By sending and receiving B channel data to and from the channel relay network, the number of lines in the line handling section can be easily increased or decreased as needed, and the processing load of the D channel control section can be distributed to each line handling section. Therefore, it is possible to provide flexibility in response to an increase in D channel traffic, and at the same time, it is possible to improve transmission efficiency.

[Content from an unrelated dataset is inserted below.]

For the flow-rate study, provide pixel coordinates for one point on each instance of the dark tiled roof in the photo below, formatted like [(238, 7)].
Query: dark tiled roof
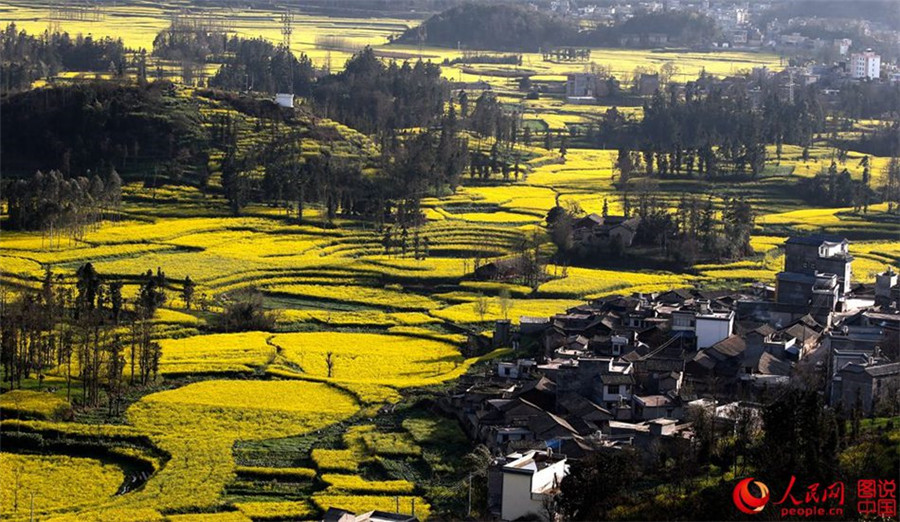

[Brief explanation of the drawing]

FIG. 1 is a block diagram of a communication control device according to an embodiment of the present invention, and FIG. 2 is a block diagram of a communication control device in a conventional example. 11(1) to 11(N)...Line support section, 11a...
・Transmission/reception circuit, llb...time division multiplexing/demultiplexing circuit, 1
1c...D channel extraction/insertion circuit, 11d...Layer 2 frame assembly/disassembly circuit, 11e...Line corresponding section control circuit, 12(1) to 12(N)...Subscriber line, 13 . . . D channel control bus, 14 . . B channel time division multiplexing bus, 15 . . . B channel relay unit,
16...B channel relay network, 17...D channel control unit, 18...D channel service network, 19...device control unit.

Claims (1)

[Scope of Claims] A communication control device accommodating a plurality of subscriber lines having a primary rate interface to ISDN, wherein a layer 1 frame of the primary rate interface is transferred to B for each subscriber line. a line corresponding unit that separates channel data and D channel data and conversely multiplexes B channel data and D channel data into layer 1 frames; a B channel time division multiplexing bus for time division multiplexing B channel data of the group rate interface; and a D channel control bus for time division multiplexing the D channel data of the primary group rate interface from each line corresponding section. Extracting specific B channel data from the B channel time division multiplexed bus and sending it to the B channel service network, and conversely, extracting specific B channel data from the B channel time division multiplexing bus, and conversely time division multiplexing the specific B channel data from the B channel service network. a B-channel relay unit that time-division multiplexes data on the D-channel control bus; A communication control device comprising: a D channel control unit that time-division multiplexes channel data onto the D channel control bus.